Bourdieu a lui aussi usé de la comparaison de la recherche et de la conversion, bien après l’allégorie de la caverne de Platon qui sert souvent de paradigme :

S’agissant de penser le monde social, on ne risque jamais de surestimer la difficulté, ou les menaces. La force du préconstruit réside dans le fait que, étant inscrit à la fois dans les choses et dans les cerveaux, il se présente sous les dehors de l’évidence, qui passe inaperçue parce qu'elle va de soi. La rupture est en fait une conversion du regard et on peut dire de l'enseignement de la recherche en sociologie qu’il doit d'abord « donner de nouveaux yeux », comme disent parfois les philosophies initiatiques. Il s’agit de produire, sinon un « homme nouveau », du moins un « nouveau regard », un œil sociologique. Et cela n’est possible sans une véritable conversion, une metanoïa, une révolution mentale, un changement de toute vision du monde social.

Ce que l'on appelle la « rupture épistémologique », c'est-à-dire la mise en suspens des préconstructions ordinaires et des principes ordinairement mis en œuvre pour réaliser ces constructions, suppose souvent une rupture avec des modes de pensée, des concepts, des méthodes, qui ont pour eux toutes les apparences du sens commun, du bon sens ordinaire et du bon sens scientifique (tout ce que la disposition positiviste dominante honore et reconnaît). Vous comprendrez sans doute que, lorsqu’on est convaincu, comme moi, que la première tâche de la science sociale – donc de l’enseignement de la recherche en science sociale – est d’instaurer en norme fondamentale de la pratique scientifique la conversion de la pensée, la révolution du regard, la rupture avec le préconstruit et tout ce qui, dans l’ordre social – et dans l’univers savant –, le soutient, on soit voué à être sans cesse suspect d’exercer un magistère prophétique et de demander un conversion personnelle. [Bourdieu 1992, p. 217-8]

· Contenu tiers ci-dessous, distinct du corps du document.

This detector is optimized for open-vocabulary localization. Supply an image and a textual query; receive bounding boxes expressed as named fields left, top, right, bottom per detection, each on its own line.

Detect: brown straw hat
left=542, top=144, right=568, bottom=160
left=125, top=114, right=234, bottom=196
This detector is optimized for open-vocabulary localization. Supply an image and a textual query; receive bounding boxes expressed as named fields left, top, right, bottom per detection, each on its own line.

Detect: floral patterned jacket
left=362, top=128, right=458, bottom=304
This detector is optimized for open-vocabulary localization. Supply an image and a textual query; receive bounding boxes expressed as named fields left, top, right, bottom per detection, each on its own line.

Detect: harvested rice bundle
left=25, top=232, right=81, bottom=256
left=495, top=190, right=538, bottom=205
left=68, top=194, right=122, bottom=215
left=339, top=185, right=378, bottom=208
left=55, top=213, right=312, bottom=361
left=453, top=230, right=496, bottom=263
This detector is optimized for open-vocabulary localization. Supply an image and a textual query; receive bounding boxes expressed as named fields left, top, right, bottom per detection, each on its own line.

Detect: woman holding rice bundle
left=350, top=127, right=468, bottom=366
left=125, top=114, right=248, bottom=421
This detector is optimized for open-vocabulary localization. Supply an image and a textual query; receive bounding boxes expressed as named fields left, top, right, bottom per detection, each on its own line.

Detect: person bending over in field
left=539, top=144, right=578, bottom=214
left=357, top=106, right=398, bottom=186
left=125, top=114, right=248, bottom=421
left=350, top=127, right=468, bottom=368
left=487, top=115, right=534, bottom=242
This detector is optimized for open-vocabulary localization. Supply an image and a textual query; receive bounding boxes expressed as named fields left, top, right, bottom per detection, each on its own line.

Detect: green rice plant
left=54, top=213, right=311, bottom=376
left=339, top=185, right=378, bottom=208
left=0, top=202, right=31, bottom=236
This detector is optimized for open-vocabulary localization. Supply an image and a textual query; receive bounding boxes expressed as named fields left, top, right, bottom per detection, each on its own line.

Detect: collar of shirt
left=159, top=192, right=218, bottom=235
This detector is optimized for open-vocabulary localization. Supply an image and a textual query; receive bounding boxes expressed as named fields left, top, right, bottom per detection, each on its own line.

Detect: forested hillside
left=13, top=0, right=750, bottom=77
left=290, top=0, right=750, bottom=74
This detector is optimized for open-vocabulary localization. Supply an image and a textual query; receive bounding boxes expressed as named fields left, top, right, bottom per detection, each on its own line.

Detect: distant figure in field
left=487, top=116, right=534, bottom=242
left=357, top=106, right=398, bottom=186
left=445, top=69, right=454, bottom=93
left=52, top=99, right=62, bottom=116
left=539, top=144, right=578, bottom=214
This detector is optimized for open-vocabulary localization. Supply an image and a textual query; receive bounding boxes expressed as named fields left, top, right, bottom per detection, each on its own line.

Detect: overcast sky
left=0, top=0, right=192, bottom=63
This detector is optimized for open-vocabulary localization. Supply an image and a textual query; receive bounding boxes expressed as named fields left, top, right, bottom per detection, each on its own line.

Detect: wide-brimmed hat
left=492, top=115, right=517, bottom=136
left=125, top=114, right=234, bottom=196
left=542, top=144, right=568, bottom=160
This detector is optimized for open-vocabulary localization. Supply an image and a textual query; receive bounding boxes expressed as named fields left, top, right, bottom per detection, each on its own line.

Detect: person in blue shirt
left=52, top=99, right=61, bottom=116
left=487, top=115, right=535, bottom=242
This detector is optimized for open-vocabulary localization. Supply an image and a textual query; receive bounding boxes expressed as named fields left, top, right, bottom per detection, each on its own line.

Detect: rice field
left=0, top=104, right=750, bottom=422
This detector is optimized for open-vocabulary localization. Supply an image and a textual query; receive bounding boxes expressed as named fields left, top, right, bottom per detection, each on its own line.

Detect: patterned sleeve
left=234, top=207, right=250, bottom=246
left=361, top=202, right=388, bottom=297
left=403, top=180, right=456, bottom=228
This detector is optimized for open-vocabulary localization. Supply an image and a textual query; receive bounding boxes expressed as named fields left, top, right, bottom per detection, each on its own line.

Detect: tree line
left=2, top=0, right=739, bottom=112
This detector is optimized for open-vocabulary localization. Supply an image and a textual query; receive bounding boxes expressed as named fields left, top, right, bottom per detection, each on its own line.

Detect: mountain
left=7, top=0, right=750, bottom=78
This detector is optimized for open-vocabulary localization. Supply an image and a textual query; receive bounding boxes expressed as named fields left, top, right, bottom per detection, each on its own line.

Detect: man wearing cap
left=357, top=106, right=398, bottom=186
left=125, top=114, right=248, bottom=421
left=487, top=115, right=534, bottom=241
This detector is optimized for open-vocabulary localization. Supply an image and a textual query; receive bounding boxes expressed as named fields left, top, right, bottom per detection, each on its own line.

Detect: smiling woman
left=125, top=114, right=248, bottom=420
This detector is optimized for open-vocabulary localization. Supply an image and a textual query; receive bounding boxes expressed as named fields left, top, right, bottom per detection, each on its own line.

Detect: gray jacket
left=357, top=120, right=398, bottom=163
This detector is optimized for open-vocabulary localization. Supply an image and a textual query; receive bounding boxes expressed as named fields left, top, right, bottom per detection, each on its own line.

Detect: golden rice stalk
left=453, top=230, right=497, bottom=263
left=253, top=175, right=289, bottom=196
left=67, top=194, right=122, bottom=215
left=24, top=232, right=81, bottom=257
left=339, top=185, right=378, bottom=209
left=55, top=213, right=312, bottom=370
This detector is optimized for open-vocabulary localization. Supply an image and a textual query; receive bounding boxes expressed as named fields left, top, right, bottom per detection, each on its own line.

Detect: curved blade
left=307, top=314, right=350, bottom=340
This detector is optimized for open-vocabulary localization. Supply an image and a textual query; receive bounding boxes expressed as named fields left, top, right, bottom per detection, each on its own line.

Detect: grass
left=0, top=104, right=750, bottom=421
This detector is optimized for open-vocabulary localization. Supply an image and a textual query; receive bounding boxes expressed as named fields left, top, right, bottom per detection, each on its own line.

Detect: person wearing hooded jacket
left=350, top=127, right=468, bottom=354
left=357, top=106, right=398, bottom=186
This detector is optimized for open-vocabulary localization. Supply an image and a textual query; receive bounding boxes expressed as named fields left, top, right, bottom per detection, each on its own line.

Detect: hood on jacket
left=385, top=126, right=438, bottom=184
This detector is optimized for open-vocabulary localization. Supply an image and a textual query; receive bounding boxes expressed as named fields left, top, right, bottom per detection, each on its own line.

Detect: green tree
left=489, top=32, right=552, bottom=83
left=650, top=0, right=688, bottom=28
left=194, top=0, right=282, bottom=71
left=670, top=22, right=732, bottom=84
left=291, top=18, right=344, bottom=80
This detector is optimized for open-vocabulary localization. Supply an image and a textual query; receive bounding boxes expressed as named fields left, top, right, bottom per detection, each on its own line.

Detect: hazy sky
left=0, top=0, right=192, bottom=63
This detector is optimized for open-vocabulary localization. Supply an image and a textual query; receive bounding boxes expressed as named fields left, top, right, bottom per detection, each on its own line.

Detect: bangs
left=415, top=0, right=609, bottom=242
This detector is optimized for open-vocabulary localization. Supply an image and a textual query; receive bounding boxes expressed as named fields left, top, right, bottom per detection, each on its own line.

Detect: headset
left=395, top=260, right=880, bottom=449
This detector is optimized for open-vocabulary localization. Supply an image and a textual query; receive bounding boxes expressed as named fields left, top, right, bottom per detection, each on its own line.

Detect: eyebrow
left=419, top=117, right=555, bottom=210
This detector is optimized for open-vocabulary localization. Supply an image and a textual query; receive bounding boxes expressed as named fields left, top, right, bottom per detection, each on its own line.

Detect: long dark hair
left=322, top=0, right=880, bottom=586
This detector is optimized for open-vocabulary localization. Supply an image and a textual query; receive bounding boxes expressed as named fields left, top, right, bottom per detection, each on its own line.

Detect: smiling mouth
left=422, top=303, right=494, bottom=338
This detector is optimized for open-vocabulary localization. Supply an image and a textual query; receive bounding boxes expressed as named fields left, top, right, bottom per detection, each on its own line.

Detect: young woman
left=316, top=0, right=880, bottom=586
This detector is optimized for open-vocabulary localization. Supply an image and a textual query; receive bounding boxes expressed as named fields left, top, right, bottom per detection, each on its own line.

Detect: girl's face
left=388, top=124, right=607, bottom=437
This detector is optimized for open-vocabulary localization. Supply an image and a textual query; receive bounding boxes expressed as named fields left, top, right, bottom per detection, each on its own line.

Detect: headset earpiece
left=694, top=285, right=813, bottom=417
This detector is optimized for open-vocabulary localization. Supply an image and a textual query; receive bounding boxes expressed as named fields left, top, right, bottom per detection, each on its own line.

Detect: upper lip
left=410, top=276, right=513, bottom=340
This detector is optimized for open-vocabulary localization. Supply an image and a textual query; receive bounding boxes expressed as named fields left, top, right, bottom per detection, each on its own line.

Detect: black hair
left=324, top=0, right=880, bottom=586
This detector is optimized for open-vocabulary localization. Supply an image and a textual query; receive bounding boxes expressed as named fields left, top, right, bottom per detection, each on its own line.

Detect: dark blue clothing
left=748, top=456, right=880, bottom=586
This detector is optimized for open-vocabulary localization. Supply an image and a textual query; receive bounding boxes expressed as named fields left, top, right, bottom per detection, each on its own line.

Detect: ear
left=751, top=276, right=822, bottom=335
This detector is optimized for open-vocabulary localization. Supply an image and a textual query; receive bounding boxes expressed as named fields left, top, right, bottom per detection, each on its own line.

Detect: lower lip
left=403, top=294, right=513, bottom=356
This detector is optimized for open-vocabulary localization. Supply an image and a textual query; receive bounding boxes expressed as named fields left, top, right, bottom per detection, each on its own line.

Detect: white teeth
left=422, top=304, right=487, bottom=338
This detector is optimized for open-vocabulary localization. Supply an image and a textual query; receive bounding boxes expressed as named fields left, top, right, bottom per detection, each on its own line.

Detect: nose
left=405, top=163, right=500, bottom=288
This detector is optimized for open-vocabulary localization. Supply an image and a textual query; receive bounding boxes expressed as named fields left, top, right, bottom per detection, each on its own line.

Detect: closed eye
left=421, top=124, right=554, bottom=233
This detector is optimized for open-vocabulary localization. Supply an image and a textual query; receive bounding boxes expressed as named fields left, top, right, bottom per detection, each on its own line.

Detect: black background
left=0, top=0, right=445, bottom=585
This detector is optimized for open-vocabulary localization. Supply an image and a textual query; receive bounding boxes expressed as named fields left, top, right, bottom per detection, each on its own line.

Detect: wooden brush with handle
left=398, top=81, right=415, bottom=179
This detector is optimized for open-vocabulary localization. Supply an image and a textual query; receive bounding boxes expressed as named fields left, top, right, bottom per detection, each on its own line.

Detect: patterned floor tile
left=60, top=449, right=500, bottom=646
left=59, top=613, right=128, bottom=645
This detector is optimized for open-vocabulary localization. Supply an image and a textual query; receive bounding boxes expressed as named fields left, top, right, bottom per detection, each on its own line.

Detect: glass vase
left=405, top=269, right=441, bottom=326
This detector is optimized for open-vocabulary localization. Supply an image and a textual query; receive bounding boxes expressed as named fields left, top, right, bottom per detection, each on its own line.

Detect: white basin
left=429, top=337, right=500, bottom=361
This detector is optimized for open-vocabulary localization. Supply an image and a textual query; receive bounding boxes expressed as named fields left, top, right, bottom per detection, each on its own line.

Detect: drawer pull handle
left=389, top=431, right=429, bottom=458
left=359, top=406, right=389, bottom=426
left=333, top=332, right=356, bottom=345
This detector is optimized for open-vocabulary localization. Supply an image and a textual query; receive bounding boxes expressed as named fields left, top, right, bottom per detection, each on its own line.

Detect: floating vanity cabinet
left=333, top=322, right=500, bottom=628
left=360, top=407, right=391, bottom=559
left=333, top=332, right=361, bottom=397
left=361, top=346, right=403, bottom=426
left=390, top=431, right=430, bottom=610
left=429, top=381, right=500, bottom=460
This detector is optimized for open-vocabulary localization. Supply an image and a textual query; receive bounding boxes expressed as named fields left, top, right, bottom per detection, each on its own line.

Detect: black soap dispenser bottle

L’appel à la conversion est ici conçu comme une rupture si radicale que l’on peut douter de sa possible mise en œuvre. Si le savant doit critiquer autant les préjugés ordinaires que ceux de ses pairs, sur quoi va-t-il s’appuyer pour conceptualiser, théoriser, interroger ? Bourdieu ne retient qu’un des pôles de la conversion, l’héroïsme individuel de celui qui se présente nu devant la vérité. Il oublie que la critique comme la conversion n’existe que par une tradition. Il se laisse ainsi fasciner par son propre effort de libération alors que toute conversion ne peut être comprise que relativement à deux figures impossibles dessinant les limites de l’espace des formes de conversion : la conversion contrainte où l’individu totalement passif n’accorde aucun crédit à ce qu’il devrait croire ; la conversion héroïque abstraitement détachée de tout héritage où l’individu est seul face à ce pour quoi il se convertit, Dieu ou le vrai. 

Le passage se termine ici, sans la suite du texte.